Le dernier incident en date (week-end dernier) est à mettre, clairement, sur le compte de Fulvio Pelli. La manière dont le président du parti radical suisse a rejeté, d’un soufflet, les raisonnables propositions de collaboration de Christophe Darbellay, constituent une erreur politique de premier plan. Que le style Darbellay, ce flandrin de feu, exaspère au plus haut point l’esthète lecteur des « Fiancés », le chef-d’œuvre de Manzoni, on peut certes le comprendre. Un homme qui se lève à quatre heures du matin, s’étant couché trois heures plus tôt, court les crêtes des sommets et les moraines des glaciers, séduit, se brouille, se réconcilie, tente, perd, gagne, fait jouer mille cousins, dévore la vie, ce spécimen d’humanité-là doit, à coup sûr, générer quelque incompréhension chez le très retenu avocat du sud des Alpes, dont le dernier grand moment d’enthousiasme doit dater des années soixante, ou de son extatique découverte du Code des Obligations. Qu’importe, d’ailleurs, il faut de tout pour faire un monde. Mais il est préférable, en politique, d’éviter les erreurs irrattrapables.

 

Or là, Fulvio Pelli en a commis une. Et de taille. Tout le monde sait très bien que sur le fond, au plan fédéral, radicaux-libéraux et démocrates-chrétiens militent pour le même modèle de société. Tout le monde, aussi, sait que les vieilles étiquettes héritées des luttes confessionnelles du dix-neuvième siècle, du Sonderbund, du Kulturkampf, n’ont plus aucun sens, aujourd’hui, l’une contre l’autre. Leur champ référentiel, simplement, ne joue plus pour les gens d’aujourd’hui. J’adore, infiniment, lire les livres d’Olivier Meuwly sur les grandes figures du radicalisme vaudois, ou toute l’Histoire de la réaction catholique au progrès, de Léon XIII et de sa Doctrine sociale, je pourrais vous en entretenir pendant des heures. Mais nous sommes en 2008. La Suisse a changé. Cet espace politique-là a besoin d’autre chose, de plus grand, de plus clair, de plus rassembleur, pour répondre à ses besoins.

 

Après une fin d’année 2007, disons, un peu difficile (je crois avoir été le premier à le souligner, et je maintiens), puis un combat courageusement mené, mais perdu, en Valais, Christophe Darbellay a profondément intégré, maintenant, cette dimension de recomposition de la droite suisse.

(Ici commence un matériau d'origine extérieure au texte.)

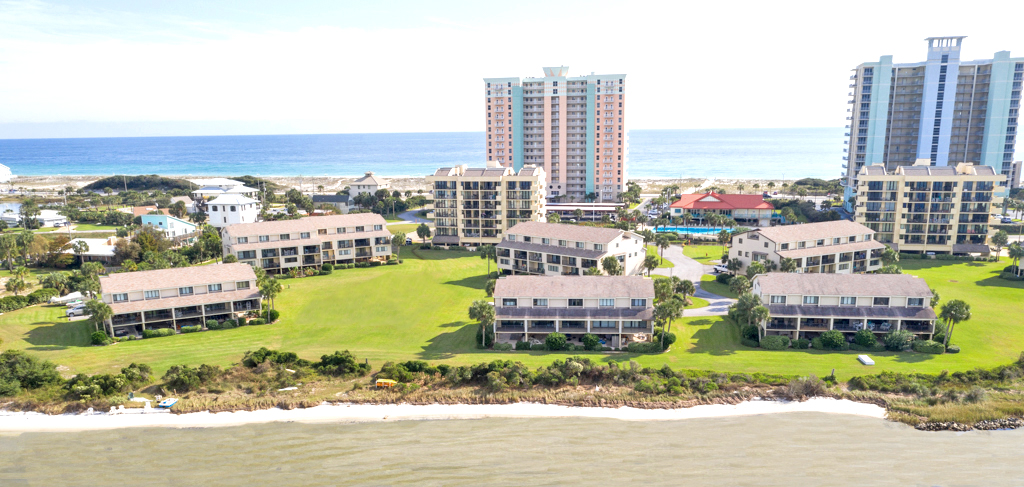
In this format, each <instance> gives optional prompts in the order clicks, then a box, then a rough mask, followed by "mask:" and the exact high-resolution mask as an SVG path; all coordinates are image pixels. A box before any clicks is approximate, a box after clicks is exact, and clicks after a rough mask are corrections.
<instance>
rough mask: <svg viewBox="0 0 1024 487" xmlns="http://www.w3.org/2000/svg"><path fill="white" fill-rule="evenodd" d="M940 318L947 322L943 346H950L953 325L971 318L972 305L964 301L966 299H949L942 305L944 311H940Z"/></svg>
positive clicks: (947, 346) (942, 308) (942, 343)
mask: <svg viewBox="0 0 1024 487" xmlns="http://www.w3.org/2000/svg"><path fill="white" fill-rule="evenodd" d="M939 318H942V320H943V321H945V322H946V327H947V329H946V334H945V335H946V337H945V340H944V341H943V343H942V346H943V347H948V346H949V338H950V337H952V336H953V327H955V326H956V323H959V322H963V321H967V320H969V319H971V305H969V304H967V303H966V302H964V300H950V301H947V302H945V304H943V305H942V311H941V312H939Z"/></svg>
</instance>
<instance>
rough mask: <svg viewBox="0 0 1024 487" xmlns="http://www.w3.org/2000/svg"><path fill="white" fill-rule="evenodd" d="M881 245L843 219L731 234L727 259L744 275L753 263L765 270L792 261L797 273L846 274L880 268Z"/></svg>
mask: <svg viewBox="0 0 1024 487" xmlns="http://www.w3.org/2000/svg"><path fill="white" fill-rule="evenodd" d="M885 249H886V246H885V244H881V242H879V241H876V240H874V230H871V229H870V228H868V227H866V226H864V225H861V224H860V223H854V222H851V221H847V220H836V221H830V222H819V223H804V224H801V225H784V226H772V227H765V228H756V229H754V230H750V231H745V232H743V233H739V234H736V235H733V237H732V248H731V249H729V258H730V259H739V261H740V262H742V264H743V266H742V267H741V268H740V269H739V270H740V272H746V268H748V267H750V265H751V263H753V262H761V263H762V264H764V265H765V267H767V268H769V269H773V268H780V266H781V263H782V259H786V258H788V259H793V260H794V261H796V264H797V272H811V273H813V272H824V273H833V272H835V273H841V274H849V273H851V272H871V271H874V270H879V268H881V267H882V260H881V258H882V252H883V251H885Z"/></svg>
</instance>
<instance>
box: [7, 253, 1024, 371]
mask: <svg viewBox="0 0 1024 487" xmlns="http://www.w3.org/2000/svg"><path fill="white" fill-rule="evenodd" d="M401 255H402V259H403V260H404V263H403V264H401V265H398V266H382V267H372V268H364V269H346V270H336V271H335V272H334V273H333V274H331V275H326V276H313V277H306V278H300V279H285V280H284V281H283V282H284V284H285V290H284V292H283V293H282V294H281V296H280V297H279V298H278V300H276V306H278V309H279V310H280V311H281V312H282V318H281V320H280V321H279V322H278V323H274V324H268V325H261V326H246V327H241V328H234V329H227V330H218V331H206V333H201V334H187V335H179V336H175V337H168V338H159V339H148V340H142V341H133V342H124V343H120V344H117V345H113V346H109V347H91V346H89V345H88V337H89V334H90V333H91V331H92V330H93V325H92V324H91V322H89V321H75V322H67V321H66V320H65V319H63V318H61V314H60V313H62V311H63V307H49V306H46V307H40V306H34V307H30V308H26V309H23V310H18V311H13V312H10V313H6V314H4V315H0V338H2V339H3V346H4V347H5V348H16V349H26V350H29V351H31V352H33V353H35V354H37V355H39V356H41V357H43V358H46V359H48V360H51V361H53V362H54V363H57V364H59V365H65V366H67V367H69V373H74V372H89V373H97V372H108V371H114V370H117V369H119V368H120V367H123V366H125V365H127V364H129V363H131V362H144V363H148V364H151V365H153V366H154V368H156V370H157V371H158V372H159V373H163V371H164V370H166V369H167V368H168V367H170V366H171V365H174V364H193V365H198V364H200V363H209V364H215V365H222V366H223V365H229V364H231V363H234V362H237V361H238V360H240V359H241V357H242V355H243V354H244V353H245V352H246V351H247V350H255V349H258V348H259V347H267V348H271V349H279V350H286V351H293V352H296V353H298V354H299V356H301V357H302V358H307V359H317V358H318V357H319V356H321V355H323V354H327V353H331V352H334V351H335V350H350V351H352V352H353V353H354V354H356V356H358V357H359V358H367V359H369V360H370V362H371V364H372V365H373V366H374V367H375V368H377V367H379V366H380V365H381V364H383V363H384V362H385V361H389V360H393V361H404V360H429V361H440V362H445V363H452V364H472V363H479V362H487V361H490V360H496V359H512V360H518V361H522V362H523V363H526V364H527V365H530V366H539V365H544V364H550V363H551V361H552V360H555V359H559V358H564V357H565V356H566V354H564V353H554V352H542V351H531V352H521V353H515V352H505V353H501V352H492V351H485V350H479V349H476V348H475V334H476V330H477V327H478V324H477V323H476V322H473V321H470V320H469V318H468V317H467V309H468V307H469V305H470V304H471V303H472V302H473V301H474V300H482V299H486V297H485V296H484V293H483V291H482V289H483V284H484V273H485V271H486V263H485V262H484V261H483V260H481V259H479V258H478V256H476V255H475V254H470V253H465V252H453V251H419V250H417V251H415V254H414V251H413V250H412V249H411V248H408V247H407V248H406V249H403V250H402V253H401ZM901 265H902V266H903V267H904V269H906V272H907V273H909V274H913V275H918V276H920V277H923V278H925V279H926V280H927V281H928V283H929V285H931V286H932V287H933V289H935V290H936V291H937V292H938V293H939V294H940V296H941V297H942V301H943V302H944V301H947V300H950V299H963V300H965V301H966V302H968V303H969V304H970V305H971V306H972V311H973V317H972V318H971V320H969V321H966V322H963V323H961V324H958V325H957V326H956V329H955V333H954V335H953V340H952V343H954V344H956V345H958V346H959V347H961V348H962V350H963V352H961V353H958V354H945V355H928V354H918V353H893V352H882V353H872V354H871V357H872V358H873V359H874V361H876V365H874V366H864V365H861V364H860V363H858V362H857V360H856V356H857V355H858V354H859V353H858V352H824V351H817V350H787V351H778V352H775V351H766V350H761V349H752V348H748V347H744V346H742V345H740V344H739V333H738V327H737V326H736V325H735V324H734V323H732V322H731V321H730V320H729V319H728V318H726V317H720V316H706V317H688V318H683V319H681V320H677V321H676V322H675V323H674V325H673V331H675V333H676V334H677V336H678V337H679V340H678V342H677V343H676V344H675V345H674V346H673V347H672V348H671V350H670V351H668V352H666V353H663V354H654V355H637V354H628V353H601V352H578V353H579V354H581V355H586V356H590V357H591V358H593V359H595V360H599V361H602V362H612V361H614V362H620V363H622V362H626V361H629V360H636V361H638V362H639V363H641V364H643V365H649V366H654V367H659V366H662V365H663V364H666V363H668V364H670V365H671V366H673V367H678V368H696V369H713V370H721V371H725V372H748V373H753V372H768V373H784V374H810V373H814V374H817V375H819V377H823V375H827V374H829V373H830V371H831V369H833V368H835V369H836V373H837V377H838V378H839V379H840V380H847V379H849V378H851V377H853V375H858V374H871V373H878V372H880V371H882V370H897V371H903V372H928V373H937V372H940V371H941V370H949V371H955V370H968V369H973V368H975V367H992V366H996V365H1000V364H1005V363H1009V362H1012V361H1014V360H1016V359H1017V357H1018V355H1019V354H1020V352H1021V351H1022V350H1024V326H1021V319H1020V316H1021V315H1022V312H1024V282H1021V281H1008V280H1004V279H999V278H998V277H997V276H998V273H999V271H1000V270H1001V269H1002V267H1005V266H1006V265H1007V261H1006V260H1004V262H999V263H981V262H954V261H904V262H902V263H901ZM708 277H710V276H708ZM712 278H713V277H712ZM710 284H717V282H708V281H702V282H701V285H702V286H705V289H708V287H707V286H708V285H710ZM719 285H721V284H719ZM713 292H714V291H713ZM716 294H717V293H716ZM698 304H701V303H700V302H699V301H696V300H695V303H694V306H692V307H696V305H698ZM692 307H691V308H692Z"/></svg>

On dira que c’est par opportunisme, par ambition, pour en avoir le leadership, chacun pensera ce qu’il voudra. Mais il a, lui, tendu la main. Et Fulvio Pelli, sèchement (par crainte d’une partie de sa base ?), l’a refusée. Il ne s’agissait pourtant que d’un ou deux domaines (on pourrait imaginer l’Ecole) où des signes de convergence auraient pu être donnés. C’est infiniment dommage, et c’est pire encore : les derniers soubresauts de l’UDC, la santé encore fort précaire des socialistes, tout cela constituait – constitue encore, mais jusqu’à quand ? – une constellation favorable pour une offensive de la Suisse ouverte et libérale, celle qui ne se veut ni assistée ni nationaliste. C’est-à-dire, clairement, la majorité de ce pays.